Understanding the Effects of Permanent Faults in GPU's Parallelism Management and Control Units

TL;DR

This paper presents a method to evaluate the impact of permanent faults in GPU scheduler and control units, providing quantification and software mapping of errors affecting GPU reliability during high-performance computing and neural network tasks.

Contribution

It introduces a novel fault injection approach that significantly reduces evaluation time and characterizes the effects of permanent faults in GPU control units on software execution.

Findings

Up to 99% of permanent errors impact software execution.

Faults can modify opcodes, addresses, and thread statuses.

45% of errors cause silent data corruptions.

Abstract

Graphics Processing Units (GPUs) are over-stressed to accelerate High-Performance Computing applications and are used to accelerate Deep Neural Networks in several domains where they have a life expectancy of many years. These conditions expose the GPUs hardware to (premature) aging, causing permanent faults to arise after the usual end-of-manufacturing test.

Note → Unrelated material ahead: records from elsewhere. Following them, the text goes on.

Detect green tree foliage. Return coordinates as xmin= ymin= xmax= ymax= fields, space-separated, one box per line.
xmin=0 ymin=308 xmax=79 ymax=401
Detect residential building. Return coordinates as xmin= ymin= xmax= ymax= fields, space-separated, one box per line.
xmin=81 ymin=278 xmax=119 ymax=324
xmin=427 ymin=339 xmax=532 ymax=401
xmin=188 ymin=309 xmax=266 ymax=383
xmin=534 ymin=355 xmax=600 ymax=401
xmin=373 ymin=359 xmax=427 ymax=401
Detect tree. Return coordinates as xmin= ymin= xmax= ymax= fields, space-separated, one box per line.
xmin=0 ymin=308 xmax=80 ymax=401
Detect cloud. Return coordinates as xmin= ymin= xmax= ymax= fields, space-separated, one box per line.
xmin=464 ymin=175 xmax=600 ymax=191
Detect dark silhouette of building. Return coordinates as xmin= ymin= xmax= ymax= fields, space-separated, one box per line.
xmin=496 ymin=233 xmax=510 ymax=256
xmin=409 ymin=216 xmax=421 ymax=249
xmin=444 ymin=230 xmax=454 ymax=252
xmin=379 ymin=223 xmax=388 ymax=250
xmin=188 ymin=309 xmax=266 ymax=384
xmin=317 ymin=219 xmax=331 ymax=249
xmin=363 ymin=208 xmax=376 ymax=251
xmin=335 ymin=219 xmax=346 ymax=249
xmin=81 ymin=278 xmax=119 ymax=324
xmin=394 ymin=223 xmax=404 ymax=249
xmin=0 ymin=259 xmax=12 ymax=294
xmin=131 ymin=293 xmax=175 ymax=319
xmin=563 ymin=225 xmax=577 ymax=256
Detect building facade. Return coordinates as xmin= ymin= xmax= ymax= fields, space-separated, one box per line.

Techniques to assess the impact of permanent faults in GPUs are then strongly required, thus allowing to estimate the reliability risk and to possibly mitigate it. In this paper, we present a method to evaluate the effects of permanent faults affecting the GPU scheduler and control units, which are the most peculiar and stressed resources, along with the first figures that allow quantifying these effects. We characterize over 5.83x10^5 permanent fault effects in the scheduler and controllers of a gate-level GPU model. Then, we map the observed error categories in software by instrumenting the code of 13 applications and two convolutional neural networks, injecting more than 1.65x10^5 permanent errors. Our two-level fault injection strategy reduces the evaluation time from hundreds of years of gate-level evaluation to hundreds of hours.We found that faults in the GPU parallelism management units can modify the opcode, the addresses, and the status of thread(s) and warp(s). The large majority (up to 99%) of these hardware permanent errors impacts the running software execution. Errors affecting the instruction operation or resource management hang the code, while 45% of errors in the parallelism management or control-flow induce silent data corruptions.